We’ve done marginally better with Quebec, hopping over from Ottawa into Hull for Gatineau Park on several occasions, and a little French restaurant I wish I could remember the name of. We’ve visited Quebec City, which we hope to do again in the autumn, along with the Charlevoix area.
But when we’re heading to the east coast of Canada, the first day we zip down the 401 past Kingston and Cornwall, hitting the ONRoutes — elevated gas and rest stops with fast food outlets, washrooms, Timmies and The Starbucks, and a mini mart — in Ontario, and rest areas in Quebec, which are lovely and shaded with picnic tables, washrooms, and some sort of food truck. Works for me. We’re just swapping out drivers and stretching our legs. Unless, of course, G-Man sniffs a Starbucks. I say elevated because the parents would just stop at the side of the road and open the car door. You get me?
There’s always a cooler ready to hand in the back seat of the car with cheese and fruit and muffins and cookies and bottled water and maybe a Snickers bar. Shh. Don’t tell G-Man. I have a stash for road trips. Otherwise, ain’t nobody be goin’ nowhere.
Ontario fades into Quebec just beyond Cornwall.
And now we’re on the 20, the 20/30, and the 30 traveling just under Montreal.
And we hit our first stop for the night around 575 km (357 miles), 5 1/2 hours with no construction, no traffic, no stops for camera time (Like that’s going to happen.)…
Population: 53,236 (2011)
Known as the agri-food capital of Quebec.
We always stay at the Holiday Inn Express & Suites Hotel, because it is the first LEED (Leadership in Energy and Environmental Design) certified hotel in Canada. Green, baby, green. Energy efficient. This one is contemporary in decor and minimalist in furnishings, which is not to say lacking in comfort. No carpet and minimal upholstery in the rooms. I’m still trying to figure out how to get the walk-in shower strapped onto the car.
It’s where we stay.
And where we ended up staying two nights due to gully-washing torrential rain and boomers off and on the next day.
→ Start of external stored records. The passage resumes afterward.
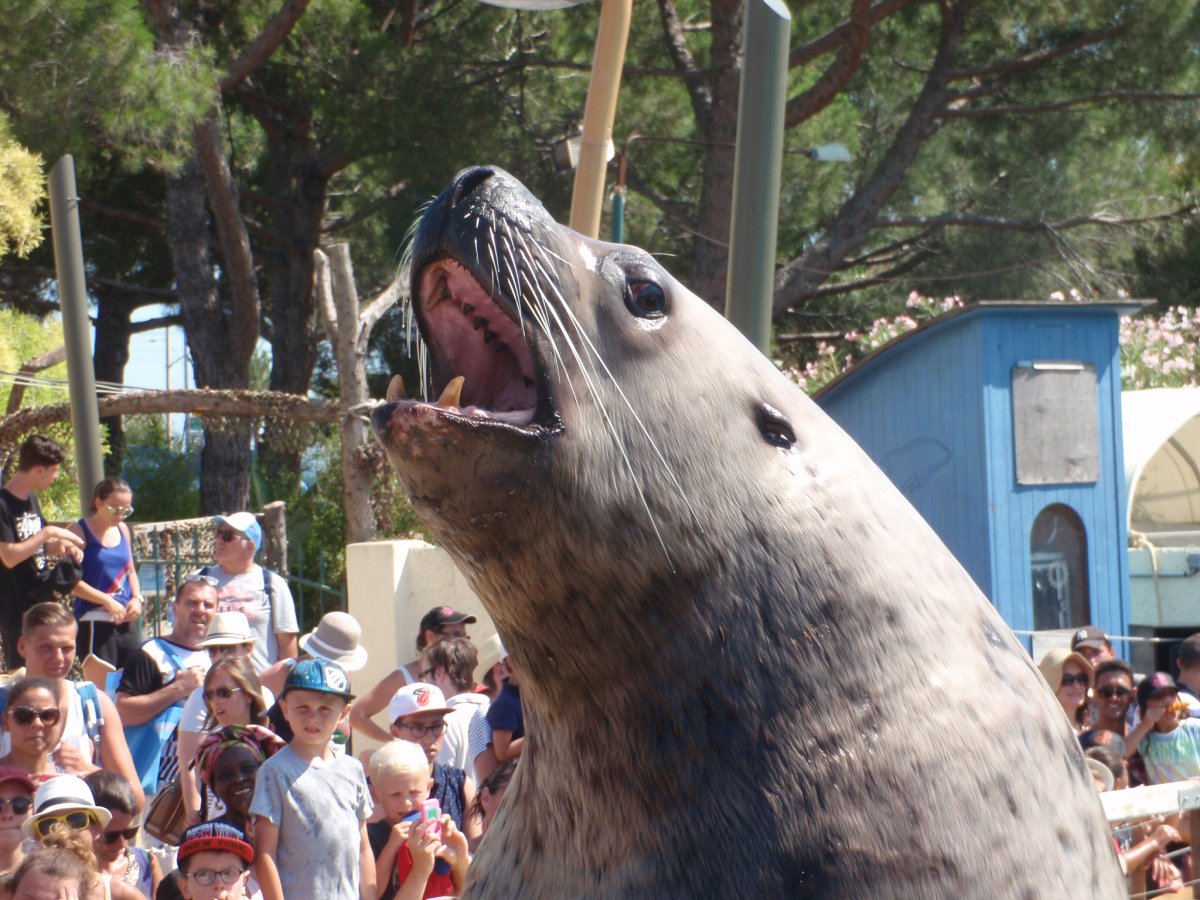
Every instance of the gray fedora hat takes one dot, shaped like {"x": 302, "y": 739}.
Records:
{"x": 337, "y": 639}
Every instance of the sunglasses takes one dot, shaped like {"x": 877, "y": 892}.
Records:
{"x": 220, "y": 694}
{"x": 75, "y": 821}
{"x": 208, "y": 876}
{"x": 198, "y": 577}
{"x": 25, "y": 715}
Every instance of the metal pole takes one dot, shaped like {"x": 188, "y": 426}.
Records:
{"x": 587, "y": 198}
{"x": 76, "y": 329}
{"x": 757, "y": 167}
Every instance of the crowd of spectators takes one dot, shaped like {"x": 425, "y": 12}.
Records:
{"x": 237, "y": 714}
{"x": 1134, "y": 730}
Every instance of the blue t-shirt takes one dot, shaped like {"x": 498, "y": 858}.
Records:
{"x": 1173, "y": 756}
{"x": 318, "y": 808}
{"x": 504, "y": 714}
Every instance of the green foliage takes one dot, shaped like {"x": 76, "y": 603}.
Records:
{"x": 22, "y": 189}
{"x": 165, "y": 478}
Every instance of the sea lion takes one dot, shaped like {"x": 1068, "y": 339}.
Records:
{"x": 750, "y": 669}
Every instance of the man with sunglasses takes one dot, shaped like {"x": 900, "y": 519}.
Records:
{"x": 27, "y": 544}
{"x": 160, "y": 677}
{"x": 258, "y": 594}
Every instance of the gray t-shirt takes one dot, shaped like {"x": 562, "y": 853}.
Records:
{"x": 319, "y": 808}
{"x": 245, "y": 594}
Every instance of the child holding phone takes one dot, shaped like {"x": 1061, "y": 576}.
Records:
{"x": 418, "y": 849}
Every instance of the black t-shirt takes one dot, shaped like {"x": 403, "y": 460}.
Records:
{"x": 377, "y": 834}
{"x": 19, "y": 520}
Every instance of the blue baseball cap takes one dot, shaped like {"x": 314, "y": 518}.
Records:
{"x": 319, "y": 676}
{"x": 245, "y": 523}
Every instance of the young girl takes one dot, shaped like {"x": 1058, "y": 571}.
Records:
{"x": 108, "y": 598}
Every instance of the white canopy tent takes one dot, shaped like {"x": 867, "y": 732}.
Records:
{"x": 1162, "y": 461}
However, it didn’t stop us from taking in as much of Saint-Hyacinthe as possible, which is charming.
We drank coffee at Brûlerie Mondor, walked centre-ville (downtown), visited the farmer’s market and EXPRESSION, Centre d’exposition de Saint-Hyacinthe on the second floor, where we saw the Jean-Pierre Aubé SATELLITES exhibit. We ate fish and seafood and spinach soup, visited shops, replaced my umbrella, which had snapped in the wind (the first casualty of the roadmance), stopped into the Centre des arts Juliette-Lassonde, walked along the Yamaska River and toured the Cathédrale Saint-Hyacinthe Le Confesseur, and tried to make sense of l’Espace maskoutain — “an enrichment of the Park of the Patriots by the addition of significant elements representing symbolically the forces and strates which compose the Maskoutain reality.” (Translated from the brochure by G-Man. Pardon us, Saint-Hyacinthe, if we did not translate this correctly.) As far as I can tell, Maskoutain or The Maskoutains is a regional county municipality.
The image above is the bridge that connects the twelve elements. You can see the cables extending from both sides of the bridge.
I have no shots of the twelve elements. It was simply too darksome.
Not a bad impromptu itinerary considering we were ducking raindrops and pulling over to the side of the street when it just became impossible to drive.
I’ve never had a bad stay in Saint-Hyacinthe. The people are welcoming and lively. It’s a beautiful small city and worth a visit.
And Monday is in the house with a single shot three ways.
Note: It was tough slogging getting any pics this day. You know — cloud cover, gully-washers, etc.